Ian Hickson: If we truly want to make authors have better tools for making their content more compliant, a start would be having the W3C invest more genuinely in its validators. The W3C HTML Validator is one of the user agents that ignores the Content-Type header when it comes to HTML vs XHTML; filed as bug 1500 about a year ago, still unfixed.
Saying that the validator is somebody else’s problem only works if you don’t believe that the problem is important.
Ian Hickson: If we truly want to make authors have better tools for making their content more compliant, a start would be having the W3C invest more genuinely in its validators. The W3C HTML Validator is one of the user agents that ignores the Content-Type header when it comes to HTML vs XHTML; filed as bug 1500 about a year ago, still unfixed.
Saying that the validator is somebody else’s problem only works if you don’t believe that the problem is important.
If people feel that HTML 5 deserves a better validator, I’m willing to invest some time into coding. Are there others interesting in contributing to the coding, the writing up of test cases, or the authoring of documentation?
Another thing that will be needed down the road is somebody to host it. I host the Feed Validator and that gets plenty enough traffic as is, I can only imagine what kind of traffic an HTML validator would have.
I think the W3C Validator has a few other bugs that I continue to hit over the years. But I don’t think hosting should be that much of an issue. I’d be surprised if no one came forward. Perhaps the Web Standards Project would have some leads.
I’d be happy to assist with both test cases and documentation authoring.

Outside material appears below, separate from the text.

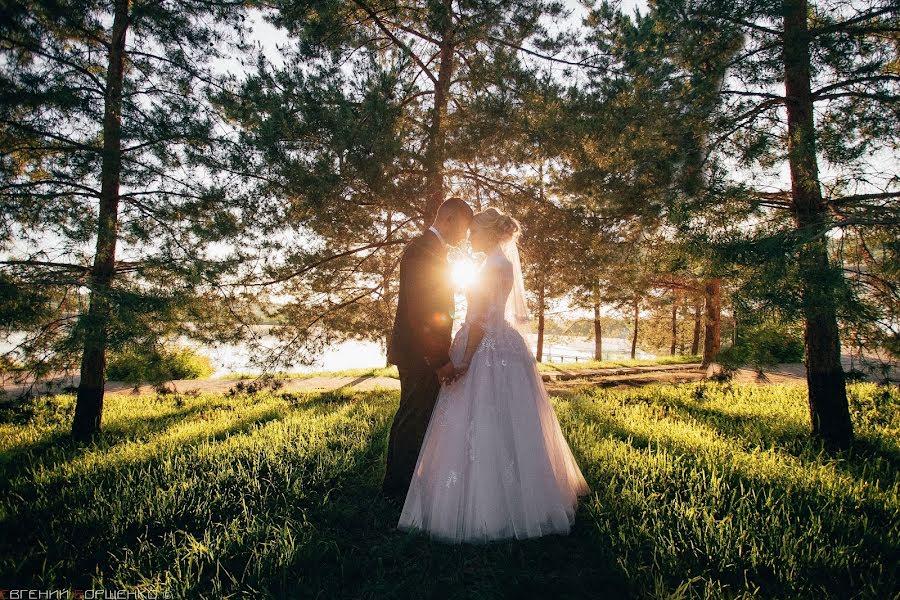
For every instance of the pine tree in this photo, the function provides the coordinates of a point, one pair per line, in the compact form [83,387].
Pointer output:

I still have test case files I built for IE5.5 way back when.
I’d love to write test cases as well as writing code for the validator itself, if it was open source and contributing was as easy as saying “pie”. I can’t help with the hosting, though, but I feel that the employers as well as W3C member companies of some of this blog’s readers (and even owner) perhaps could do something to help? :-)
Anyway, while speaking of content type and validators, why can’t we have one submission form (e.g. validation front page) for any kind of validation? If the validator can sniff what content type the resource at the end of a given URI has, it can then invoke the correct validator. application/xhtml+xml
invokes the XHTML validator, application/atom+xml
invokes the Atom validator, text/html
invokes the HTML validator, text/css
invokes the CSS validator and so on.
Unfortunately, validator.org is already taken by a domain shark, but we might perhaps think of a domain name suitable for this task that isn’t reserved just yet.
Sounds like a good idea. Henri Sivonen has already made a start at an HTML5 validator, though it may not be quite what you had in mind.
I’d be happy to help in any way I can, which would probably be helping write testcases and documentation, since I don’t know much about parsing HTML.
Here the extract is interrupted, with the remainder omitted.